We were able to obtain aggregated information for seven of the eleven elements of Z(·). In particular, percentages of females who had attended college, smoked in the past, and were overweight or obese were available from BRFSS in every 5-year interval from age 35 to 80 years, which led to a total of 9 strata. The population estimates provided the total number of female residents and the percentages of white females in each of the nine age groups and in each of the eight counties in Connecticut; this resulted in 72 strata. For exposure to traffic, the aggregated summary statistics were defined at the age group-by-zip code level. There were 282 zip codes in Connecticut, which led to 25,38 (=9 × 282) strata.

For each given form of strata, U_a(·) defined in (2) was derived given some properly defined weights wk. We followed Diggle et al. (2010) to define $w_{k} = \exp ({\tilde{Z}}_{k} \tilde{β})$ , where ${\tilde{Z}}_{k}$ and $\tilde{β}$ were estimates of Z(s) for s ∈ D_k and β*, respectively. For a given component of ${\hat{Z}}_{k}$ , we calculated it at the stratification level at which U_a(·) was formed.

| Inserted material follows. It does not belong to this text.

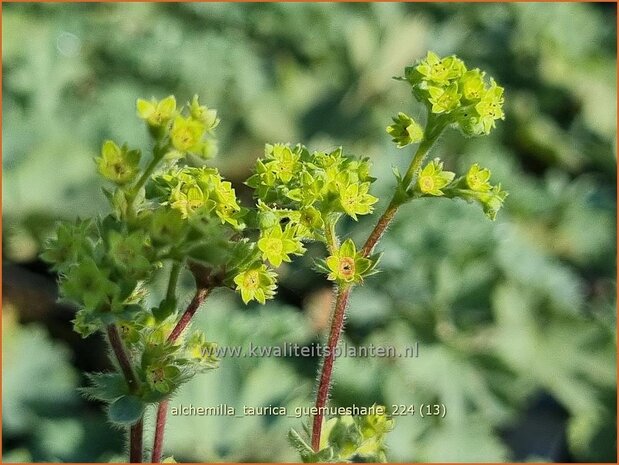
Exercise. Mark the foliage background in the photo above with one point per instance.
(515, 320)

Because the controls were frequency matched to the cases by age groups, the probability for an individual being included as a control depended on her age. In our data, we also observed an over-representation of whites in the controls compared to the population. Specifically, 94.4% of the controls were white, in contrast to only 87.2% in the population according to the Census. We thus estimated α(·) as the ratio of the number of controls in a particular age group-by-race category to the total number of the population in the same category. In a more general setting, we estimate α(·) by accounting for both known factors that were used in the sampling design to select the controls, for example, age in our endometrial cancer study, and any additional factors whose distributions in the controls are clearly different from those in the population, for example, race in our study. As we did in our application, this can be achieved by setting α(·) as the ratio of the number of controls in a given category defined by these factor level combinations to the total number of population in the same category. Nevertheless, a misspecification of α(·) is still possible and may result in biased estimates for the effect of the risk factors.

6.2. Results

We estimated β using our proposed approach, with α(·) being adjusted for both age and race as we described in the previous subsection and with α(·) being adjusted for age only. For comparison, we also applied the conditional logistic regression approach since the controls were frequency matched to the cases using age groups. This is essentially to leave α(·) as being non-parametric by the conditioning on the matched age groups. It is worth noting that the different treatments of α(·) affect the interpretation and estimates of regression parameters in these methods.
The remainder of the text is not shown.